Des chantiers exécutés par des entreprises camerounaises,  turques, chinoises ou égyptiennes. D’après Crea consult, entreprise de contrôle des travaux des voies d’accès au complexe sportif de Japoma, ce projet affiche au 25 septembre 2018, un taux d’exécution de 24,83%, pour une consommation de délai de 46%. Comar SARL, entreprise camerounaise de travaux publics exécute les lots B1 et B2 qui concernent la voie secondaire allant du parking jusqu’au pont de la Dibamba et celui de l’entrée triomphale du stade de Japoma. Ce lot comprend également la construction d’un parking de 6000 unités de véhicules sur une superficie de 24 ha. La mission de contrôle fait état de travaux en cours, portant sur la construction d’une fondation en pouzzolane et le terrassement de l’aire d’érection du parking auto. Malheureusement, Crea consult déplore « la lenteur dans le décaissement des décomptes et les aléas des intempéries ». L’entreprise Comar Sarl a été notifiée de son ordre de service définitif de début des travaux le 17 mai 2018. Ainsi que son décompte d’avance de démarrage et son décompte provisoire N° 2 et 3.

L’entreprise turque Yenigun exécute le chantier de construction du giratoire et de la voie tertiaire menant au stade de Japoma  enregistre quant à elle un taux d’exécution de 11,10%. Un taux de consommation de délai de 26%. Ici également, le chantier connaît des difficultés de financement, en plus des caprices de la météo. Taux d’exécution de 4,5% pour le chantier de la voie d’accès Yassa-Nkolbong vers le stade de Japoma, pour 35% de consommation de délai. Ce chantier démarré en avril 2018 prévoit un tracé bitumé de 3 x 2 voies, long de 4 km. A livrer en 18 mois. Montant : 18 milliards de FCFA. Le Competing, en charge des travaux, attend toujours l’avance de démarrage du chantier et la libération des emprises.

L’entreprise Arab contractors, adjudicataire de 3 lots de chantiers du Planut dans la ville de Douala évoque également  » des difficultés de financement », malgré un taux d’exécution positif de 70% sur l’ensemble des 3 lots.

Après les chantiers de la Can, du Pdp et du Planut, Jean-Claude Mbwentchou procédera par ailleurs à une évaluation des « travaux spéciaux de traitement des zones difficiles », récemment décidés par le Président de la République. Pour un montant de 3 milliards de FCFA. Confiés aux entreprises Arab contractors, Yenigun, Icc, Buns et Mag, ils sont concentrés dans les arrondissements de Douala 2, 3, 4 et 5. Malgré l’accent mis sur  » la simplification des procédures « , ces entreprises déplorent, elles aussi,  » le mode de facturation et de contractualisation des travaux « . Pourtant, le gouvernement camerounais affirme avoir porté son choix sur elles, pour « leur professionnalisme, leur capacité technique et financière « . En clair, le gouvernement camerounais peine à rassembler ou à débloquer les fonds affectés auxdits projets.

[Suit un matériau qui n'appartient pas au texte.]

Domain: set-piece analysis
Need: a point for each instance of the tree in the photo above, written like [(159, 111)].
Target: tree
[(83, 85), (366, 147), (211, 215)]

Une task force de suivi de ces principaux chantiers a même été mise en place à la Présidence de la République. La situation des décomptes des entreprises Colmar Sarl, Yenigun et Bet Crea consult présentent respectivement 5.862.686.829 de FCFA TTC, 4.500.543.128 de FCFA TTC et 681.034.206 FCFA TTC : « Nous allons continuer à poser ces problèmes à la très haute hiérarchie », a réagi Jean-Claude Mbwentchou. En enjoignant, les maîtres d’œuvre de ne pas laisser échapper » la confiance reçue  du gouvernement ».